To ensure the compliance with the law and the guidelines applicable to all the functions of the Company, the following areas of Privacy Responsibility have been identified:

  • ● Human Resources & Organization


  • ● Real Estate Services Procurement


  • ● Administration and IT Services


  • ● Property


  • ● Facility


  • ● Building


    APPLICATION OF LEGISLATION Generali Real Estate S.p.A. is constantly committed to be compliant with the provisions of this policy, adapting its organization, from time to time, with any new provision if issued. For any question or concern regarding this policy, you can contact the Company‘s DPO, by writing to dpo.gre@generali.com. Generali Real Estate S.p.A., in any case, commits itself to collaborate with the competent authorities, to resolve any complaint regarding the transfer of personal data that are not resolved directly with the single users/ Data Subjects.       

    GLOSSARY

    IP Address: ID code that identifies the user’s computer and is assigned by the internet provider.
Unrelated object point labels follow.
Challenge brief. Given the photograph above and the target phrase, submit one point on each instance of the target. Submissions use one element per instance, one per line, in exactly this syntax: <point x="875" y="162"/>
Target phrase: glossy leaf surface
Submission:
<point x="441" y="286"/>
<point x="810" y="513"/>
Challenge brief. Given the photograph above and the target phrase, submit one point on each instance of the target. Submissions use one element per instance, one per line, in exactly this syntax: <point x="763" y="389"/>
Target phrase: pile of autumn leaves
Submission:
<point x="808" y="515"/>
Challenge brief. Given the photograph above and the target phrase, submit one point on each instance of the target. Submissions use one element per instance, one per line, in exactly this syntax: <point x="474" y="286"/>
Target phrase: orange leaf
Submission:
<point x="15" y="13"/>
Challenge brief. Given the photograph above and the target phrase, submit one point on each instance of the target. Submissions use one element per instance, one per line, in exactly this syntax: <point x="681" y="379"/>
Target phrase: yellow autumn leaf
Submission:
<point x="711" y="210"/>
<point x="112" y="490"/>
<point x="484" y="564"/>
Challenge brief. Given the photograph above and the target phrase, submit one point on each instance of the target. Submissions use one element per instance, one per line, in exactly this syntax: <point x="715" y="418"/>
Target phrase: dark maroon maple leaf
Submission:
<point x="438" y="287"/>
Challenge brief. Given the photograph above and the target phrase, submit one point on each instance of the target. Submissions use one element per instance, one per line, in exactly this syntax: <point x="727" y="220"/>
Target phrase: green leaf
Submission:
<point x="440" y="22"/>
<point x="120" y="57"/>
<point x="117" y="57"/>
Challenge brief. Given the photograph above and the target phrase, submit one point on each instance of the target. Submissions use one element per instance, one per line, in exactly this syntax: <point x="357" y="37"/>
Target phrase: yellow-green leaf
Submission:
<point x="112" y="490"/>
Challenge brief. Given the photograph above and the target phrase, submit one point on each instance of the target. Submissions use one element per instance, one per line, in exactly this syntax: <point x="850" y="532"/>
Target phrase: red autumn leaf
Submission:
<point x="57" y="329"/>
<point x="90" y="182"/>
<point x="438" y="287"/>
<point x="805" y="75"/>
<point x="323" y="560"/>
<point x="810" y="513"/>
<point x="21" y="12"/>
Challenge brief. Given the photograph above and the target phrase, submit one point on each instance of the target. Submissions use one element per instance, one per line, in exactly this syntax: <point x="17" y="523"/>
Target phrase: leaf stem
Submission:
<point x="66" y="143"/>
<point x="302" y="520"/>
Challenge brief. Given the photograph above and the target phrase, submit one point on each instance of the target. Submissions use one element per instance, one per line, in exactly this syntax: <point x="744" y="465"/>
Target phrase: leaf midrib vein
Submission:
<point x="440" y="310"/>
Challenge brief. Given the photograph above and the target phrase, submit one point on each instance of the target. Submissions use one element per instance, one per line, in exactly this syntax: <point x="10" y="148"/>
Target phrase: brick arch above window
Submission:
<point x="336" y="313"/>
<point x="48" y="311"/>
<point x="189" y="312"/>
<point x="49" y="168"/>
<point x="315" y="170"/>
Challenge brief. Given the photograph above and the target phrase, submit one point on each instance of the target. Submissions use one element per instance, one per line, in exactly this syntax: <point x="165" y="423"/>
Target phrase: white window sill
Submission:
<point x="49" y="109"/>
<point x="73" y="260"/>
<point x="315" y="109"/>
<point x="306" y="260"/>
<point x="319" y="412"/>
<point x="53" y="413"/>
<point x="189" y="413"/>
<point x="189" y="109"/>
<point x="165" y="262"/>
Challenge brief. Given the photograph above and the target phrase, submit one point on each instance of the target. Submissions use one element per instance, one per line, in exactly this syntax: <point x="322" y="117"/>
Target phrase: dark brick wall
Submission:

It may not be considered as personal data because it is often dynamically assigned – it changes from time to time depending on the connection. It is used for diagnosis and optimization purposes by the provider.
    Cookies: Short strings of IT records. They are sent by the service provider’s server to the user’s computer attached to an ID that enables future activation. Thanks to cookies, the user’s computer and navigation preferences can be identified when the user accesses the website again. Cookies can be temporary (they are cancelled when the session terminates and are used to optimize browsing on the website) or permanent (they are installed on the user’s hard disk unless the user deletes them; they can record a wide range of information which can be retrieved later by the service provider for several purposes). By adequately setting the browser, the user can control how to use cookies. If you wish to have more information on cookies and how the Company uses cookies, please consult our Cookie Policy.
    Internet Tags: Strings shorter than cookies which are mainly used to record technical data such as the IP and the user’s browser. They are also known as “invisible GIFs”, “clear GIFs”, “1-by-1 GIFs”, “single-pixel GIFs”.
    Browsing data: Files archived in the provider’s server, also known as “log files”, “clickstream data”, “server logs”. They can automatically record data relating to the connection for purposes such as accounting and administrative activities and the User’s profile analysis (e.g. system management, browser type, date and time of visit, images and texts the user clicked on, purchases, file downloads, screen settings) with the aim to improve website content. Registration: Users are asked to fill a form with several personal data, which can be mandatory or discretionary, to fulfil a specific task. Depending on the services provided, the registration can entail contractual obligations. A specific disclaimer must be provided to the user when registering. If necessary, the user’s consent must be obtained.